Leanne reveals that she had an eating disorder back in the day. Does Erica even KNOW what it’s like?? To be frail?? Thin?? Sick?? It is the WORST thing for you and your family and those who love you.
Ok fine. You’re not fat. You’re thick. Better?
Erica, not to be outdone, counters that she too was bulimic in college.
Leanne is the bigger person takes the high road and forgives Erica, because she figures Erica just doesn’t know any better.
Life Coach Laura shows up at the MCRH and calls a summit.

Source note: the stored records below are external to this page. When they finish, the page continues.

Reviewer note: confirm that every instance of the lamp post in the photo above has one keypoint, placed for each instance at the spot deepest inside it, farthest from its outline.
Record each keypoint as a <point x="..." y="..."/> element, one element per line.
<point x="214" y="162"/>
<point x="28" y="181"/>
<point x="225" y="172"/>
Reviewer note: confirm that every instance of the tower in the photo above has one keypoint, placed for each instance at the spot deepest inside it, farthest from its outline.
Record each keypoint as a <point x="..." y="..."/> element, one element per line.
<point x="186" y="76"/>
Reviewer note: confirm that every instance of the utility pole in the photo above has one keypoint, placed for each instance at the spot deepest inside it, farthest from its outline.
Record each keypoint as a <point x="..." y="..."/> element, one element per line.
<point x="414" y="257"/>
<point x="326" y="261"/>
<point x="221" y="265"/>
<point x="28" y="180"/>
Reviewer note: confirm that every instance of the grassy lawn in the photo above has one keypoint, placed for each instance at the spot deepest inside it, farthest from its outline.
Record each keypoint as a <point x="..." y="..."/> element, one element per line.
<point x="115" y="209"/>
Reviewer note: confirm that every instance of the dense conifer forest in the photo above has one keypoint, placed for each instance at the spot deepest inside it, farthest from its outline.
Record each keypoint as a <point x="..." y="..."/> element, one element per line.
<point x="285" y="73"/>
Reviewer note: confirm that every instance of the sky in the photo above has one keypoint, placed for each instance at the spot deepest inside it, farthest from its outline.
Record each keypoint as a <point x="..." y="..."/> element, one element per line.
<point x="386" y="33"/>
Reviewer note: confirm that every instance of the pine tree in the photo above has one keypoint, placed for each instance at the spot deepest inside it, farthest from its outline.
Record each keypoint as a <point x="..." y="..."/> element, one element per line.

Sam will divulge his opinions on who learned their lesson and who is still a spoiled bitch. Leanne started out cold and aloof, but by EOD (that’s a business term meaning: End Of Day) Leanne had learned some lessons. Chrissy did NOT learn any lessons, she just looked into her compact all day long.
Chrissy calls him a hater.
On to the personal attacks. LCL mentions there have been quite a few this week. Erica again brings up her reasons for personal attacks: she is insecure about her own personal appearance.
Jessica too puts a positive spin on her personal attacks. She is a very protective person— so when she goes on a personal attack, it’s because she is protecting the people around her that she cares about.
Gia ALSO can make her personal attacks into a positive. It’s because she misses her daughter. And to make things even MORE positive, Life Coach Laura points out that Gia missing her daughter is a sign of how much personal growth she has achieved since the first week.
The other girls all reveal that they now respect Gia more because she is willing to change her daughter’s diapers.
Girls on track to graduate this week: Leanne, Amber, Jacqueline, Courtnee, Pam, Gia (bc of the daughter-thing, even though she didn’t do chores)
Girls NOT on track to graduate this week: Chrissy (bc of her attitude), Erica (bc of all the personal attacks in the house), Jessica (attitude/rage issues)
VIP (Very Improved Princess) of the week: Leanne (obviously)… but it seems like that’s more of a curse than a blessing because you are responsible for making sure all the chores get done.